Si inizia con con Reek, in cui Da-hee trova un profumo che ha l’effetto di farle sentire un forte olezzo in presenza di altre persone.
Poi è il turno di A Child Who Sees Ghosts, dove Joon-ho, che vede fantasmi, è oggetto di bullismo da parte di compagni di classe che non gli credono.
Successivamente, in exorcism.net, Joo-in e Eun-gi trasmettono dal vivo su youtube la possessione da parte di uno spirito maligno ai danni di una loro amica, in modo da avere le prove per richiedere un rituale d’esorcismo.
In The Person Who Lived Ji-soo si trasferisce in un nuovo appartamento per poi essere disturbata dalla precedente affittuaria, che l’ammonisce di non togliere i talismani sparsi per la casa.

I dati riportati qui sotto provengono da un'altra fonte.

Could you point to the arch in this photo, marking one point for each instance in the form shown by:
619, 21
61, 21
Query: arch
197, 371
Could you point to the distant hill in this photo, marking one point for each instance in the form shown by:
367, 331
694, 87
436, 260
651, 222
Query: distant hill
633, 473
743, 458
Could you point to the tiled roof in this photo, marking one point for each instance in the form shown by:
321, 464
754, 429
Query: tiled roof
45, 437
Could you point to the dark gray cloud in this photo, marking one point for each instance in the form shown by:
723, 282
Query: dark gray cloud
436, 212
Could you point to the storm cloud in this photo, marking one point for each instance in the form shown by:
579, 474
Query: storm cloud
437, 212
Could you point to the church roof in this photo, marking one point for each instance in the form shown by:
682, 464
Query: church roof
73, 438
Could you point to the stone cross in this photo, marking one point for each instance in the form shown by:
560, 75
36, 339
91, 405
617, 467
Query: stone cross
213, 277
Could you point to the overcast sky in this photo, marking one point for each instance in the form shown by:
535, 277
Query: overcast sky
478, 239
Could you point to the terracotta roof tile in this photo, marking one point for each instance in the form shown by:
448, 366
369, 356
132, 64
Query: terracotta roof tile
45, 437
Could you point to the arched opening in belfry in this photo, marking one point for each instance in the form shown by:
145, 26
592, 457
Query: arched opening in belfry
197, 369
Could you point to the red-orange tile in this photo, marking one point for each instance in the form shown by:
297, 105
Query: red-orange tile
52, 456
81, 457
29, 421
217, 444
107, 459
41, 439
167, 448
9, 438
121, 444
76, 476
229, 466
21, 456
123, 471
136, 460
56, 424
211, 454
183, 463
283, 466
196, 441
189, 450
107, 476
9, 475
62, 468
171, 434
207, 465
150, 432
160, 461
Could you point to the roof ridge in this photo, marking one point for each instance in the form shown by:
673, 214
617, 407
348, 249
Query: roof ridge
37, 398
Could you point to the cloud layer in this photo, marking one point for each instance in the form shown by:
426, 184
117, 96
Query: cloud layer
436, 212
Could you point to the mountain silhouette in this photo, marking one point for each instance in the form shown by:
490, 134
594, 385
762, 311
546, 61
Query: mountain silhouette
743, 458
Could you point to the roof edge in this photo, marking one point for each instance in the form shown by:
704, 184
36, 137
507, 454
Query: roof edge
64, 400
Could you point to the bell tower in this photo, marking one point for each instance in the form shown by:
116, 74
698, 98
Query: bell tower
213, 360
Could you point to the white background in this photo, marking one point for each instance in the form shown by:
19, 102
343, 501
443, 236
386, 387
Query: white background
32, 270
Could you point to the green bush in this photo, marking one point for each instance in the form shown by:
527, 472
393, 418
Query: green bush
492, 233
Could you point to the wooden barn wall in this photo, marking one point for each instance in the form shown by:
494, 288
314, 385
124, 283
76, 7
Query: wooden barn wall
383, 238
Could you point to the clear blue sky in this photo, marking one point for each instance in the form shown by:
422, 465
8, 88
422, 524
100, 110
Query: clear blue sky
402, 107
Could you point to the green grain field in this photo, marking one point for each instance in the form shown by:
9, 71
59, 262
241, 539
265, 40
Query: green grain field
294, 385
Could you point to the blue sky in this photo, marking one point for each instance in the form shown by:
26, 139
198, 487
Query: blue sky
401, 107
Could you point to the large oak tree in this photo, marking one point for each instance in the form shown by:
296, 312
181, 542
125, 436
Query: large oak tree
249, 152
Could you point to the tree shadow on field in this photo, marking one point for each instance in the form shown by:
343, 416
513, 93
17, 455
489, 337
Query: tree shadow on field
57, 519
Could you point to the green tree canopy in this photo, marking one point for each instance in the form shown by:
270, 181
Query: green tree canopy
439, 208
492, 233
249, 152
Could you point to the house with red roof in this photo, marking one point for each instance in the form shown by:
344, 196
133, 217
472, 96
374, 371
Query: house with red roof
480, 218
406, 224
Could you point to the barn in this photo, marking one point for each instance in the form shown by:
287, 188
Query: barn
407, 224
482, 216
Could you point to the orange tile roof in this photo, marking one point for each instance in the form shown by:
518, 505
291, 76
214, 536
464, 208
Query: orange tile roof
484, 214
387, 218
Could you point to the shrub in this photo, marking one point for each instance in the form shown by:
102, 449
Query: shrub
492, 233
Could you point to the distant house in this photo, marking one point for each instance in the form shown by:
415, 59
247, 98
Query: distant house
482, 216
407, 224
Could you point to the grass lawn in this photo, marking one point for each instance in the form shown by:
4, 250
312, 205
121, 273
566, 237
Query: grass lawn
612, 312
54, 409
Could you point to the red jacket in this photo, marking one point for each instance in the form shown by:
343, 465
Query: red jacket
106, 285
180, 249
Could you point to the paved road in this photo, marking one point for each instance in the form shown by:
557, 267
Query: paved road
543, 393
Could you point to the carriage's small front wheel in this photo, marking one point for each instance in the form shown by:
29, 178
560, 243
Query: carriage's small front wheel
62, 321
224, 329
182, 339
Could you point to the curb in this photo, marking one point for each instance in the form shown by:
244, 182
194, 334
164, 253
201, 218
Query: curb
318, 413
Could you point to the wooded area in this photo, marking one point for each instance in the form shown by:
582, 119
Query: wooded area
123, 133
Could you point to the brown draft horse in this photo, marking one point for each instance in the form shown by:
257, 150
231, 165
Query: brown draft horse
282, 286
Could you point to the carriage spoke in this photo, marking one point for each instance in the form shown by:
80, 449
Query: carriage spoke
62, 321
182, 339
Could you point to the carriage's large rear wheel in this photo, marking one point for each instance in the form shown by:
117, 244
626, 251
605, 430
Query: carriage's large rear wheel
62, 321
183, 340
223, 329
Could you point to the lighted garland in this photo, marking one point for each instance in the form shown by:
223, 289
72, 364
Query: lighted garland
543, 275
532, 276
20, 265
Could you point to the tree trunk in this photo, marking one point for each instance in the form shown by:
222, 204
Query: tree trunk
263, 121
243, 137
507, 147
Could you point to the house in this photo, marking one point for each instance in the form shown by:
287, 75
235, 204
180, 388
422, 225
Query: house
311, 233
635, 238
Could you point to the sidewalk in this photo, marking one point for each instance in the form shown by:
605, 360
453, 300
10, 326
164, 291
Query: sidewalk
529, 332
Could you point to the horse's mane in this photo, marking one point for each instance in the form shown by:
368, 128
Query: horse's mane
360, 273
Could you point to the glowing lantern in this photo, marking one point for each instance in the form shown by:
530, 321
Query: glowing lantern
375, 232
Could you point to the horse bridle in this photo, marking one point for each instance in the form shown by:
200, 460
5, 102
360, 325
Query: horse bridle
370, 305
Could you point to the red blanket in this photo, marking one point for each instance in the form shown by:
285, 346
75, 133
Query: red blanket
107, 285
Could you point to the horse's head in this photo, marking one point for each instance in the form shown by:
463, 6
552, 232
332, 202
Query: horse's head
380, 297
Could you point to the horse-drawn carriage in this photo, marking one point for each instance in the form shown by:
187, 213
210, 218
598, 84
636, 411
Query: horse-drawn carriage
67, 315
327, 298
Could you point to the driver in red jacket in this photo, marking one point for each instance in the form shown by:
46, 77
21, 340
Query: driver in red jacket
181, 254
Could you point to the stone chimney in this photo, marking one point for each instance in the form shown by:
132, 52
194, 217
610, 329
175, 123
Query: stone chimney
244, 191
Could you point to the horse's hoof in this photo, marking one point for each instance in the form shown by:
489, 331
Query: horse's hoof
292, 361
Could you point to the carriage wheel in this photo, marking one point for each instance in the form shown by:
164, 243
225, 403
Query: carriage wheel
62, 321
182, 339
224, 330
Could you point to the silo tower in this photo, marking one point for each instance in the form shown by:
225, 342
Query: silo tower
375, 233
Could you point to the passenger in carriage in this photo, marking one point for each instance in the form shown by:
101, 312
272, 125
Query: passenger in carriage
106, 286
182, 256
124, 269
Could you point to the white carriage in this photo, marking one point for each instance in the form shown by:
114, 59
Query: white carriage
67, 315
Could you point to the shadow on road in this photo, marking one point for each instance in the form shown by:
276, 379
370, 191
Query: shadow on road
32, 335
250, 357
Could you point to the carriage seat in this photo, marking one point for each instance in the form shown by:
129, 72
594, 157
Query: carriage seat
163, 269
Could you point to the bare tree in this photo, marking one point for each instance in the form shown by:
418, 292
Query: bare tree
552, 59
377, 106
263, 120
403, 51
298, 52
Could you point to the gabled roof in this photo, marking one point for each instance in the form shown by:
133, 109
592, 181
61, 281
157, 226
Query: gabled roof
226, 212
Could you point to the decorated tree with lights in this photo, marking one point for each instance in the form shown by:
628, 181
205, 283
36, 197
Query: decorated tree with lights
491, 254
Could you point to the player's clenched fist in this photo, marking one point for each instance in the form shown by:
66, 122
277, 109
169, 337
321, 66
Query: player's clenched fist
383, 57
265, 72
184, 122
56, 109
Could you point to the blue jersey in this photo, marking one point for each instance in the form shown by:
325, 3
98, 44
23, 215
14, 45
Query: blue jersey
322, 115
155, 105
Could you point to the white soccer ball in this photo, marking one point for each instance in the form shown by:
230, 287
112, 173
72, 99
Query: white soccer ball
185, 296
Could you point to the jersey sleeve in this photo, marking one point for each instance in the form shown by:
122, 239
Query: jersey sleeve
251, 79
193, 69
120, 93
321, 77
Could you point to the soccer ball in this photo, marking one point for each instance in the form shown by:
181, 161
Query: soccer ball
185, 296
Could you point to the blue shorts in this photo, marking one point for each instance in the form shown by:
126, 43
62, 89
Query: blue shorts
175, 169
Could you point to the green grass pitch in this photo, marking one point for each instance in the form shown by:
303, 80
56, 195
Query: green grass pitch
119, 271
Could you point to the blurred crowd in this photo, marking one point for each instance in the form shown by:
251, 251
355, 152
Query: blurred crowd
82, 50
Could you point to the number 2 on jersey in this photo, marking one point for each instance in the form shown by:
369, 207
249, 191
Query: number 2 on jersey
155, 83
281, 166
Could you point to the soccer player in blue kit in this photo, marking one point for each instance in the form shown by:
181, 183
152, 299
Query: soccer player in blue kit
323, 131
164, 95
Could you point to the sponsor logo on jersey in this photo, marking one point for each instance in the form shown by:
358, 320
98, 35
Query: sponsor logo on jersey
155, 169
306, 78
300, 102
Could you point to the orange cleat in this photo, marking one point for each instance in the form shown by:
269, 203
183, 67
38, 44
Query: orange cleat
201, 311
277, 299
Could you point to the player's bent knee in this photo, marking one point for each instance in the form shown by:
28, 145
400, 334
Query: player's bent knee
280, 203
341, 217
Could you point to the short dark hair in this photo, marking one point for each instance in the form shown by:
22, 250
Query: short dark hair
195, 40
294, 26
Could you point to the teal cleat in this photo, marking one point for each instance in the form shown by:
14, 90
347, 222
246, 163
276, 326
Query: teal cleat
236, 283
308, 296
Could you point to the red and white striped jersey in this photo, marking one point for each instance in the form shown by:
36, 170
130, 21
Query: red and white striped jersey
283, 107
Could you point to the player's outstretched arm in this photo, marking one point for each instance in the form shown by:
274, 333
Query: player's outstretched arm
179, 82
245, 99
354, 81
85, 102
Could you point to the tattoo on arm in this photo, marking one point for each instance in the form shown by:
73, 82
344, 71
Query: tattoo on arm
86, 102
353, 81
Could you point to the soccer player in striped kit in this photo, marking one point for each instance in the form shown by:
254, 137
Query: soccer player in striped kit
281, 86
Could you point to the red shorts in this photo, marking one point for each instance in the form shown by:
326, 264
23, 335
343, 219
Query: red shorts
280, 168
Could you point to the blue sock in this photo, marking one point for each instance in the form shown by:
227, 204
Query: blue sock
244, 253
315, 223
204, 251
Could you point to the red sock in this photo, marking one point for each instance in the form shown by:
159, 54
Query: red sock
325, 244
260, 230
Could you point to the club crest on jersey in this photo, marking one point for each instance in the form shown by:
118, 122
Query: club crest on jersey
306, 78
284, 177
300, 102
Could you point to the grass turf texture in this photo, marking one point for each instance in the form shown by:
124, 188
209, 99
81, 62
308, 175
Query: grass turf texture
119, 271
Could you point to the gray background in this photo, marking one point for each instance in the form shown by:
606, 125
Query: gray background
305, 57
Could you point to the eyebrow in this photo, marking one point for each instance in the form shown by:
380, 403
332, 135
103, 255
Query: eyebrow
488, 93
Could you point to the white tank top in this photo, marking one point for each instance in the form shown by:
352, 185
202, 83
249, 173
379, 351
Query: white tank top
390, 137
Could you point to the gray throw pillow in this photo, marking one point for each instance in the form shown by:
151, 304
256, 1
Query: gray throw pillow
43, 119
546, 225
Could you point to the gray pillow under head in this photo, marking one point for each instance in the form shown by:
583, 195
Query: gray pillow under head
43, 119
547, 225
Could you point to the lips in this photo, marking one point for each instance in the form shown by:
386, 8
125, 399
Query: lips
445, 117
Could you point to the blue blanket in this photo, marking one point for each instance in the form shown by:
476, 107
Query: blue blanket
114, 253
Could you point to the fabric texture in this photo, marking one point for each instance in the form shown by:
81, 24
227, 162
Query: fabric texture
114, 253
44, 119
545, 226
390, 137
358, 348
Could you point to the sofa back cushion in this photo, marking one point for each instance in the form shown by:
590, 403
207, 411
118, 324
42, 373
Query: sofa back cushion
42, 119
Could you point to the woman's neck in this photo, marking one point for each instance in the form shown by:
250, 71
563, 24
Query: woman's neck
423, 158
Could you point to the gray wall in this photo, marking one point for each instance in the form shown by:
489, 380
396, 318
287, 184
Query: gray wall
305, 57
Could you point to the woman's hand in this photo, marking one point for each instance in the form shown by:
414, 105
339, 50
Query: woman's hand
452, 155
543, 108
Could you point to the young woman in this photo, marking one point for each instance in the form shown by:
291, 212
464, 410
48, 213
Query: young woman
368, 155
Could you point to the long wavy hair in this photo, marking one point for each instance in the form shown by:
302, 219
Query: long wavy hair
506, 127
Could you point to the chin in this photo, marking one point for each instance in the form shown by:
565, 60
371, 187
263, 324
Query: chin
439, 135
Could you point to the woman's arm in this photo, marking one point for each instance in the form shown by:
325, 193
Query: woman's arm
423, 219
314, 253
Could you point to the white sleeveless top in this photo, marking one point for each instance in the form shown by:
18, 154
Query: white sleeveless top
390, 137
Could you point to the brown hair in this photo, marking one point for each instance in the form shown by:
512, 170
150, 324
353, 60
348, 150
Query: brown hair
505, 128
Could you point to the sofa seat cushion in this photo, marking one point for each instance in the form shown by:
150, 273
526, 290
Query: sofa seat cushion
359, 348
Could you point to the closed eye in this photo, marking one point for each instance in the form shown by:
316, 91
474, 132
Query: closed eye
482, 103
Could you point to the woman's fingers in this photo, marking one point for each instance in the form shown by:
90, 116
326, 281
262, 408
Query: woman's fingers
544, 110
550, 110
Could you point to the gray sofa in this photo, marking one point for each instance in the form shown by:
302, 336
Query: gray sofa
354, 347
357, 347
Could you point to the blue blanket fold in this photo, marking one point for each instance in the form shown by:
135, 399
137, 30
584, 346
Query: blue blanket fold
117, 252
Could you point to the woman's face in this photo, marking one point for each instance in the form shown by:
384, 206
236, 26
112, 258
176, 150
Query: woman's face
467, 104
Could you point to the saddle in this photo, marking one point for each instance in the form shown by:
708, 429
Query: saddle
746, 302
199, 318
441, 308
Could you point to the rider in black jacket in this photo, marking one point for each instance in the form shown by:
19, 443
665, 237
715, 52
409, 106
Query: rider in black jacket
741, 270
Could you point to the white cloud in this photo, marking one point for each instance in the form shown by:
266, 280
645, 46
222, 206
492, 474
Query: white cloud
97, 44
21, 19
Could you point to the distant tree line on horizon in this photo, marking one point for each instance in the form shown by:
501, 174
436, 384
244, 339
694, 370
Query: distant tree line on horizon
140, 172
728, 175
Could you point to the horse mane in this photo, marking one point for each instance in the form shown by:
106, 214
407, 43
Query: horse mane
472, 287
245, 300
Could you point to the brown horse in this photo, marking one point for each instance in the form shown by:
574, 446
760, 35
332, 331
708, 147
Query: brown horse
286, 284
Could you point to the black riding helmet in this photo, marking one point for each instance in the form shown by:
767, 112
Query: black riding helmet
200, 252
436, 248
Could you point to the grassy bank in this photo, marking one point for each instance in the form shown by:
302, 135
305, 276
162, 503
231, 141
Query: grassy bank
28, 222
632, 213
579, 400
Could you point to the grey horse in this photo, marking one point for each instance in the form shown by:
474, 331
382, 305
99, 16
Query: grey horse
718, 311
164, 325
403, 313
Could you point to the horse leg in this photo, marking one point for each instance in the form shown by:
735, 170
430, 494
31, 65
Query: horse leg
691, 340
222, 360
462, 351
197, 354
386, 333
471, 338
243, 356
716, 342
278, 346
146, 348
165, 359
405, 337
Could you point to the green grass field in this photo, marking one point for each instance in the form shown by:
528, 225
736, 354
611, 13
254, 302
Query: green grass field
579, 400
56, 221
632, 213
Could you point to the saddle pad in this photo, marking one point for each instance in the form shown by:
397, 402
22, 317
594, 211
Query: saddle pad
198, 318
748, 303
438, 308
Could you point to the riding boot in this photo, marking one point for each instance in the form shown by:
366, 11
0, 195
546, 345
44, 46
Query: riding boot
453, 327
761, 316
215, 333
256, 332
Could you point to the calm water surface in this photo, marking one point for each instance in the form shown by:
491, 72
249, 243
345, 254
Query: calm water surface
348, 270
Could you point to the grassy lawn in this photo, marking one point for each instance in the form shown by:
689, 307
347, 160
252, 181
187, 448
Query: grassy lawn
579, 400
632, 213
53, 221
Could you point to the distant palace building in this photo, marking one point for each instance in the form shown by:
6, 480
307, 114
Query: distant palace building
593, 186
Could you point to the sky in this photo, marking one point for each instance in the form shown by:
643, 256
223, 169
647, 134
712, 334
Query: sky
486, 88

Infine in String, al suo risveglio, Jae-seok si ritrova con il collo legato a un cavo d’acciaio che lega all’altra estremità il collo della sua vicina di casa, che si trova nell’appartamento di fianco al suo.

Titolo Originale
신체모음.zip (sin-che-mo-eum.zip)
Genere
Horror
Regia e Sceneggiatura
Ahn Mi-na, Choe Won-kyung, Jeon Byeong-deok, Kim Jang-mi, Lee Gwang-jin, Wally Seo
Interpreti
Kim Chae-eun, Jung Joon-won, Kwon Ah-reum, Hyuk, Kang Han-saem, Kang Jun-kyu, Kim A-hyun, Jo Woo-ri, Kim Min-seok, Do Yeon-jin, Baek Hyun-joo, Lee Yoo-jin
Corea del Sud, 2022, 104′

Body Parts è un horror a episodi, resi organici da un segmento guida, ma anche da diversi registi al servizio di un progetto comune.
Nonostante la varietà degli argomenti trattati, dallo sciamanesimo autoctono alle possessioni cattoliche, dal simil survival alla Saw dell’ultimo episodio allo splatter, ogni episodio in effetti corrisponde a una parte del corpo ricomposta nel suo insieme in quello di essi che fa da trait d’union. Quest’unità è ad ogni modo garantita anche da una fotografia comune che predilige i toni caldi e da un certa continuità nell’estetica gore.
Tuttavia, lungi dal trovare elementi in comune anche dal punto di vista concettuale, alcuni elementi si contraddistinguono per l’accento posto sull’odio. A cominciare dall’episodio concatenante, in cui il desiderio degli adepti è solo di restituire pan per focaccia a chi li ha spinti a farlo. Per non parlare della vendetta da parte di chi subisce bullismo o, in maniera più sottile, del puzzo che emettono le malelingue.
Negli episodi finali invece, sono gli stessi protagonisti ad essere uniti, questa volta da rispettive scelte sbagliate. Se in The Person Who Lived Ji-soo non si fida dell’unica persona che potrebbe aiutarla, in String Jae-seok si mostra dapprima irritato e poi rammaricato verso la sua dirimpettaia, per poi ucciderla ipocritamente, mosso anche da un giustificabile istinto di sopravvivenza.